ROMA – Ci sono due Renzi. Il Renzi Uno, quello che si è preso il partito e il governo, che ha portato il Pd al 41%, che ha fatto le riforme con Forza Italia, che ha deciso. E il Renzi Due, quello che ha fatto un passo indietro sui candidati alle regionali, che passa tempo a trovare la mediazione con i Fassina, che meno decide per evitare commenti in stile “ducetto” e “democratura”. E a dire che i Renzi sono due è lo stesso Renzi in un lungo pezzo firmato da Massimo Gramellini de La Stampa. Per analizzare il voto regionale e comunale, concluso con una sostanziale sconfitta del Pd, il premier si divide in due e boccia la sua seconda versione.
“Queste elezioni dicono con chiarezza che con il Renzi 2 non si vince. Devo tornare a fare il Renzi 1. Infischiarmene dei D’Attorre e dei Fassina e riprendere in mano il partito”
Renzi Uno è il rottamatore, l’innovatore, spiega Gramellini. Renzi Due è l’istituzionale. Che non funziona. E allora il premier almeno a parole torna rottamatore e vuole mandare in pensione lo strumento che è in qualche modo fondativo del Pd, le primarie. Quelle stesse primarie che dopo un primo tentativo andato a vuoto gli hanno consentito di prendersi il Pd. Ma che ora non vanno più bene perché quando ci sono le primarie vince quasi sempre il candidato più di sinistra mentre le elezioni “vere” si vincono occupando il centro:
«Una cosa è certa: le primarie sono in crisi. Dipendesse da me, la loro stagione sarebbe finita (…) Questo è un paese moderato, vince chi occupa il centro. Con personalità. Perché se invece degli originali corrono le copie, allora non funziona. In Liguria la Paita non ha perso perché il candidato di Civati le ha tolto dei voti che probabilmente non sarebbero andati comunque a lei. Ha perso perché nell’ultima settimana il 5 per cento degli elettori di centro si è spostato verso Toti».
Sulle primarie spiega Gramellini
Nelle speranze di Renzi 1 (ma forse anche 2) lo strumento che lo ha lanciato nel firmamento della politica locale e poi nazionale doveva servire a selezionare una nuova classe dirigente in grado di intercettare l’elettorato in uscita dal berlusconismo.

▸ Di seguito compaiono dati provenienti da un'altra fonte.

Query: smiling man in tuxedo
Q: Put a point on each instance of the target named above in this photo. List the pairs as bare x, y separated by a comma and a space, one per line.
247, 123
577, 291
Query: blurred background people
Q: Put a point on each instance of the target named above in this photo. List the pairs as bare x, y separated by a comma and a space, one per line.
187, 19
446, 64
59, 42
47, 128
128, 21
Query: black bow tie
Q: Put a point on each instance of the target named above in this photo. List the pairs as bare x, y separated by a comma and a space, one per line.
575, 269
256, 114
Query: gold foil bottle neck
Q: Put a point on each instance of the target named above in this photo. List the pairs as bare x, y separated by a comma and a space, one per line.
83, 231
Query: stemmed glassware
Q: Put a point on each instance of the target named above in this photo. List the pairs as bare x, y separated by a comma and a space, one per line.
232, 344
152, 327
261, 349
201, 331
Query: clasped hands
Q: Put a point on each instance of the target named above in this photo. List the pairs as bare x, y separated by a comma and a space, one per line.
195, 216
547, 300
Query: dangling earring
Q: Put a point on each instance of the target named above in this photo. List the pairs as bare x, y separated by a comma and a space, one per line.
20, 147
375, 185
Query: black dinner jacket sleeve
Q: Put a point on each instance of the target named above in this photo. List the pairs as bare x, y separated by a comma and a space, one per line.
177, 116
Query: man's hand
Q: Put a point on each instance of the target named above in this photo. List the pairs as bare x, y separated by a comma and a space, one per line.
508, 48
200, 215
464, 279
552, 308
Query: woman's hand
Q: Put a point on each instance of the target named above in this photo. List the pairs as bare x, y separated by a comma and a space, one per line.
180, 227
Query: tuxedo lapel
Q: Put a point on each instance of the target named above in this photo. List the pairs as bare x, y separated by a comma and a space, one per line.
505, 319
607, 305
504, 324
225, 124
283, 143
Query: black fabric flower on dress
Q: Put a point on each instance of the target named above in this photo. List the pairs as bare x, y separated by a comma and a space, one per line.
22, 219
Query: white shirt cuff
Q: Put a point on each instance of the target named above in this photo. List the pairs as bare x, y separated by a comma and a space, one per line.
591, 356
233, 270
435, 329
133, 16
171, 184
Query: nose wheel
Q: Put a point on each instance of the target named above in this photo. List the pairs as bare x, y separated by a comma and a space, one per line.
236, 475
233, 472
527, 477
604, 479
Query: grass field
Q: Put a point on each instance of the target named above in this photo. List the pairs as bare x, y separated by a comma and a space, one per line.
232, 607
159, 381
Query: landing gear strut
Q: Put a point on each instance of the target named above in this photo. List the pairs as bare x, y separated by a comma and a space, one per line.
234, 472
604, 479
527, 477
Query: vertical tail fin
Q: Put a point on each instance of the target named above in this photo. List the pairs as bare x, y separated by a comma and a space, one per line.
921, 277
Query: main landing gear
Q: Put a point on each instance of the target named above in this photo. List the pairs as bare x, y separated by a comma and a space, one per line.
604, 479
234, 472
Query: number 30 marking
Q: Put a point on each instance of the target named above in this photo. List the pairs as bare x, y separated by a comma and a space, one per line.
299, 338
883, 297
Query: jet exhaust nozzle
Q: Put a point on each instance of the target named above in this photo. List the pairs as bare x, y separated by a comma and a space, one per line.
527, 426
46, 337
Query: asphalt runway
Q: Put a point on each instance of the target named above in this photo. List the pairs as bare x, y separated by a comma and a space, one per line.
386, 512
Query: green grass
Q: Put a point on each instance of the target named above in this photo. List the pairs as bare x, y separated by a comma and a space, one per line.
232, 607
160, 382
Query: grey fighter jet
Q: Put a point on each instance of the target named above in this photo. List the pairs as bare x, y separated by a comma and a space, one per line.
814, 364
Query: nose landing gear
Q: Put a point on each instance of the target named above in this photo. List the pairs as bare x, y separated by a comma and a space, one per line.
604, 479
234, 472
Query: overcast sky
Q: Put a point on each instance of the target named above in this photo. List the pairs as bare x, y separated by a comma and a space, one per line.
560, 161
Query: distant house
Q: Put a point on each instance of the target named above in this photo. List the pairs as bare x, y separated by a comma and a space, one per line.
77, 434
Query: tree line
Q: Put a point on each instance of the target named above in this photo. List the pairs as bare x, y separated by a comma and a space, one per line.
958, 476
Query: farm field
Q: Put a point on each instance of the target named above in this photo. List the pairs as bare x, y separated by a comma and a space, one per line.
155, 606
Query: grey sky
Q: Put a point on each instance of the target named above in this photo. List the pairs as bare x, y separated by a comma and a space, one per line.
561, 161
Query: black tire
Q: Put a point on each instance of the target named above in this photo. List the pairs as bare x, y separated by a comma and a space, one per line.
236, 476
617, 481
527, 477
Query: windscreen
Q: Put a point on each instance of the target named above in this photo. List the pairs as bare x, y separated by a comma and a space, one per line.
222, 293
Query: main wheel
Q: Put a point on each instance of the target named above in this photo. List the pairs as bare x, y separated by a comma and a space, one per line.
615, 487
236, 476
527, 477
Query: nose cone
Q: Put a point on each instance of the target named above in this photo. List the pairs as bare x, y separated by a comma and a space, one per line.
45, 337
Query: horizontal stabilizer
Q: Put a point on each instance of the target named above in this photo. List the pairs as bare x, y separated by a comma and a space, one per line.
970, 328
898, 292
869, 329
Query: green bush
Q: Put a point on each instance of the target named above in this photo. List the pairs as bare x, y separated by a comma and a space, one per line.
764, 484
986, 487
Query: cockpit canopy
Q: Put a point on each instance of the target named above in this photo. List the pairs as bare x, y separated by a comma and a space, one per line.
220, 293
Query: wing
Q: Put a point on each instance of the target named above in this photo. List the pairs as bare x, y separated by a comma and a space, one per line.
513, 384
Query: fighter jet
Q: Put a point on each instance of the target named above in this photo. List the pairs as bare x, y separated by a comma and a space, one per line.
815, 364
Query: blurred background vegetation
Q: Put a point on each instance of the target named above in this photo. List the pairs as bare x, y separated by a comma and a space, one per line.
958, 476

Non è andata così. «Casson, Paita, De Luca, Emiliano, Moretti. Io in quelle scelte non ho messo bocca.» E hai fatto male, sembra suggerirgli all’orecchio Renzi 1.
Qualcosa del Renzi Due il premier lo salva:
«Al governo abbiamo fatto cose tecnicamente straordinarie: lavoro, giustizia, legge elettorale, divorzio breve, diritti civili. Anche l’immagine all’esterno è molto migliorata. Non siamo più i malati di Europa e durante l’ultimo G7 gli elogi pubblici di Obama alle nostre riforme sono stati quasi imbarazzanti. E basterebbe dare uno sguardo alle pratiche che abbiamo ereditato per capire che non è affatto vero che Letta era più competente di me, come ha scritto qualcuno (il sottoscritto, ndr)»
Il veleno è nella coda. Renzi analizza l’esito del voto. E ricorda che l’anno prossimo si vota in altre città. Nell’elenco delle città alle urne ne compare una a sorpresa, Roma:
«Non ho messo bocca perché pensavo che astenermi fosse un presupposto per stare tutti insieme. E poi ci siamo dimenticati cosa scrivevano di me? L’arroganza al potere, la democratura… Ah, ma adesso basta, si cambia. Anche perché tra un anno si vota nelle grandi città. Torino, Milano, Bologna, Napoli, forse Roma.» Roma? «Se torna Renzi 1, fossi in Marino non starei tranquillo.» Renzi 1 diceva «sereno» ma insomma, ci siamo capiti.